Here Are The Statements From Both Kakao M And Spotify On Why K-Pop Songs Were Removed

For some artistes, their entire discographies disappeared, while for others, only some of their songs were removed from the streaming platform.

Cover image via Rolling Stone & Iylia Aziz (Provided to SAYS)

Earlier today, 1 March, K-pop fans around the world were dismayed to discover that hundreds of their favourite K-pop tracks were no longer available on Spotify

The artistes affected include IU, Ailee, MONSTA X, Epik High, GFRIEND, SF9, KARD, VIXX, Dreamcatcher, INFINITE, Hwasa, Zico, Jessi, B2ST, MAMAMOO, MOMOLAND, SEVENTEEN, and more.

For some artistes, their entire discographies disappeared, while for others, only some of their songs were removed from the streaming platform.

A screenshot showing that K-pop group VIXX's songs are no longer available on Spotify.

Image via Iylia Aziz (Provided to SAYS)

This came as a shock to both fans and the artistes, as the K-pop songs suddenly became unavailable without warning.

Tablo of Epik High even Tweeted about it, expressing his frustration.

Later on, Spotify released an official statement to clarify the situation.
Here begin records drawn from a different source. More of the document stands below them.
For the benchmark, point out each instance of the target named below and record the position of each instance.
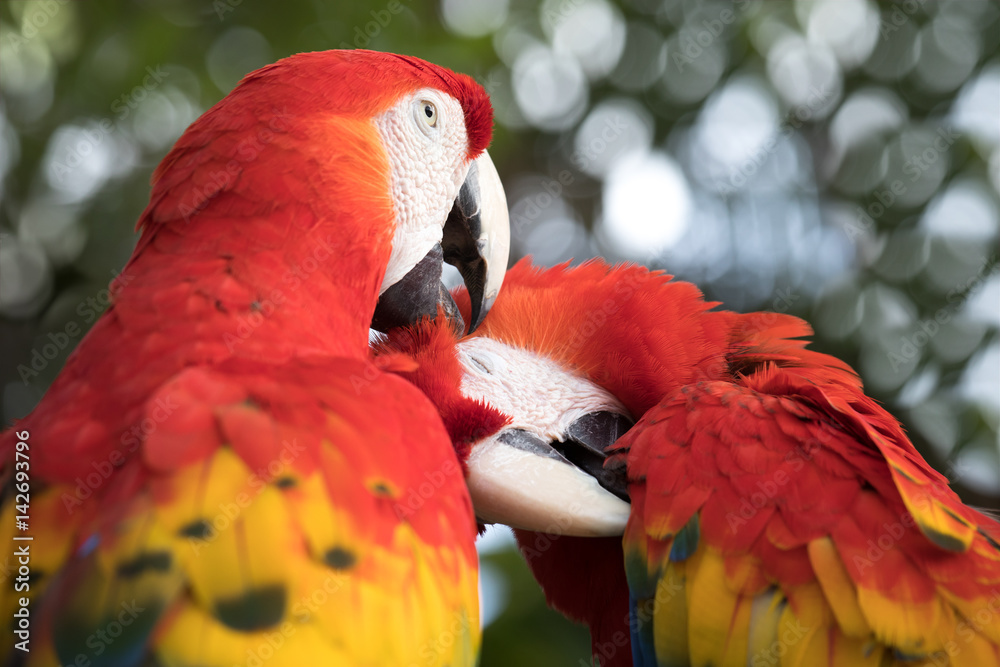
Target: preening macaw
(220, 475)
(778, 515)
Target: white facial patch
(538, 394)
(529, 489)
(427, 158)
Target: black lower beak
(586, 444)
(587, 440)
(461, 245)
(475, 240)
(417, 295)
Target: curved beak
(476, 241)
(524, 481)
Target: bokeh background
(835, 159)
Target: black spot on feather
(993, 543)
(340, 558)
(256, 609)
(285, 482)
(198, 529)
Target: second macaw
(778, 515)
(220, 475)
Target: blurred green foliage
(839, 160)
In it, they explained that the issue was due to the expiration of their licensing agreement with Korean music distributor Kakao M.

When selecting one of the affected K-pop songs, a 'this content is not available' pop-up appears at the bottom of the screen.

Image via Iylia Aziz (Provided to SAYS)

A spokesperson for Spotify stated, "Due to the expiration of our original licensing agreement with Kakao M on March 1, 2021, we are no longer able to provide its catalogue to fans and listeners all over the world.

"We have been making efforts in all directions over the past year and a half to renew the global licensing agreement so that we could continue to make Kakao M artists' music available to fans all over the world, as well as our 345 million users in 170 different regions.

"However, in spite of this, we were unable to reach an agreement about renewing our global license.

"The matter of our global licensing agreement is unrelated to the launch of our service in South Korea.

"We feel that this situation is deeply unfortunate for many artists, as well as fans and listeners all over the world, and we sincerely hope that we will be able to quickly resolve the current situation.

"We will continue to do our utmost so that we can keep working with Korean rights holders, including Kakao M, and help both the Korean music market and overall streaming ecosystem grow together."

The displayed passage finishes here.